# Why is my staffy changing colour?



## baz_Jaq (Aug 1, 2010)

When we rescued Benson he was a white and brindle staffy, now he has more black spots under his fur than a dalmatian. Weirdly his fur however is still white.

I have often wondered why this is happening and I'm sure people on PF will know :thumbup:

Not that we love him any less he could be purple with pink spots and we would still adore him:lol:


----------



## PoisonGirl (Oct 24, 2008)

I can't remember what its called or even if it has a name.
But it happens with Staffies.

My staff cross is having new spots on his skin every time I look at him.

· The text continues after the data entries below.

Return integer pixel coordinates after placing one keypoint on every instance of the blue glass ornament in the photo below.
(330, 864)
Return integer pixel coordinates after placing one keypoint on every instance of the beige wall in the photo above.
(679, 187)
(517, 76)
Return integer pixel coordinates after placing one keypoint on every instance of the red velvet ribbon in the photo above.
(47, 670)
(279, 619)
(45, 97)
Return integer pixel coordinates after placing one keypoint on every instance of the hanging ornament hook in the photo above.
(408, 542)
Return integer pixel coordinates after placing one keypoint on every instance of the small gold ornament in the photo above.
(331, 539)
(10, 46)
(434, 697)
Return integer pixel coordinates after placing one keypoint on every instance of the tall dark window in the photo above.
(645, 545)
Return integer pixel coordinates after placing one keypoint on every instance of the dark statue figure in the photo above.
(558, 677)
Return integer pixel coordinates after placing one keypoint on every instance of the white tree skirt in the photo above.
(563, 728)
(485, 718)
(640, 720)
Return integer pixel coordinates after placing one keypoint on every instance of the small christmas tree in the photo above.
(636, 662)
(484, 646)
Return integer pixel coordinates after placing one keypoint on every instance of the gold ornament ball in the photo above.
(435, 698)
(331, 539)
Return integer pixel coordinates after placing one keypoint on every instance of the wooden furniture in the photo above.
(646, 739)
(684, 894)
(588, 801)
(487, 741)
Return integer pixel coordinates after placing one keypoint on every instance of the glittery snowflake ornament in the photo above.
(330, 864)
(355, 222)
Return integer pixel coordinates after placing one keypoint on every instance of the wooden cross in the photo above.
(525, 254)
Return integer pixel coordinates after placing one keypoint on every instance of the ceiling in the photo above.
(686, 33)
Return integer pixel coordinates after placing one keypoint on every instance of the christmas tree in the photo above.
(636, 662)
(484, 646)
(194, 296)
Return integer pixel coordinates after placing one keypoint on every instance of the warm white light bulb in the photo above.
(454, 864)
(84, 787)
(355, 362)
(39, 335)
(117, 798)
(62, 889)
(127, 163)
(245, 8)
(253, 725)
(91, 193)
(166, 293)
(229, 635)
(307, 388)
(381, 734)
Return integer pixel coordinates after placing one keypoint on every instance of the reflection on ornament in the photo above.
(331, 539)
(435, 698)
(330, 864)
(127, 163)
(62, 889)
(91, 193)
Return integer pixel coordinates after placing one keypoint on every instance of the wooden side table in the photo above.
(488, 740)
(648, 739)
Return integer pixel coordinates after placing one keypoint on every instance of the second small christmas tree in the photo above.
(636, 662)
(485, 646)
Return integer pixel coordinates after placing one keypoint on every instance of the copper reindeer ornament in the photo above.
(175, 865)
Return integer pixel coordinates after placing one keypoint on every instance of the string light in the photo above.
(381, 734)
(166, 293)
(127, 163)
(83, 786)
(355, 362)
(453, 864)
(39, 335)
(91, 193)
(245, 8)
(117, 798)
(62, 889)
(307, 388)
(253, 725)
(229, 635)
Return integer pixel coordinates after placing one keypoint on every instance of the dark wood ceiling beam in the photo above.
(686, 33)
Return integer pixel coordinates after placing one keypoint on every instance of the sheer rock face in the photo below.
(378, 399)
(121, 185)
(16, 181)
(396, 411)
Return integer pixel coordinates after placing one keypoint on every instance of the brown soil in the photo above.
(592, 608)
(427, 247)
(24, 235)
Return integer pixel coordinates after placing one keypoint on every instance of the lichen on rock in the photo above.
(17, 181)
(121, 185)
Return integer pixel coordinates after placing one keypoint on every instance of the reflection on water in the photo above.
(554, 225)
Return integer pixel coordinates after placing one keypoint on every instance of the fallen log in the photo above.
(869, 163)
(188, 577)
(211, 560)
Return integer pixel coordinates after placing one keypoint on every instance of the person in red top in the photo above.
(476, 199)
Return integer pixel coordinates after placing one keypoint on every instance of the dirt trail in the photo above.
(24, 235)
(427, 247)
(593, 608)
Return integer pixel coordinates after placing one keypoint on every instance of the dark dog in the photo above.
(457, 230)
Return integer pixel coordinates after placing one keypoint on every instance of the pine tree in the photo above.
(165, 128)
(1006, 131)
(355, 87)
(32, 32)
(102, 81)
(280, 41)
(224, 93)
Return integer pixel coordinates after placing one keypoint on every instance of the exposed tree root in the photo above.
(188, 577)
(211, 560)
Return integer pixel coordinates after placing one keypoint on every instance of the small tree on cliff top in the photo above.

Pure white staffs will also develop these wee flecks mostly you can only see them up close or when there wet


----------



## Maiisiku (Feb 20, 2009)

Yuri is changing colour too. He's not a staffy but it's quite common with dogs or so I've been told. Maybe he's a dalmation cross


----------



## Sled dog hotel (Aug 11, 2010)

Think its just life stages in coat. From puppy to adolescent to finally adult coat. Dont know if other breeds are same but sled dogs coats go lighter and darker in summer and winter.


----------



## dodigna (Feb 19, 2009)

It has happened with my friend's staffie cross as well, she is mostly white with some black markings on her face and she came with a few black spots on her back. They first got her when she was about 10 months of age and during the following months she has developed several more black spots around her body. Being very lean and tall we also thought perhaps she was crossed with a dalmatian, but I have also read it is quite common in white staffies.


----------



## Spaniel Lover (Oct 4, 2010)

Sled dog hotel said:


> Think its just life stages in coat. From puppy to adolescent to finally adult coat. Dont know if other breeds are same but sled dogs coats go lighter and darker in summer and winter.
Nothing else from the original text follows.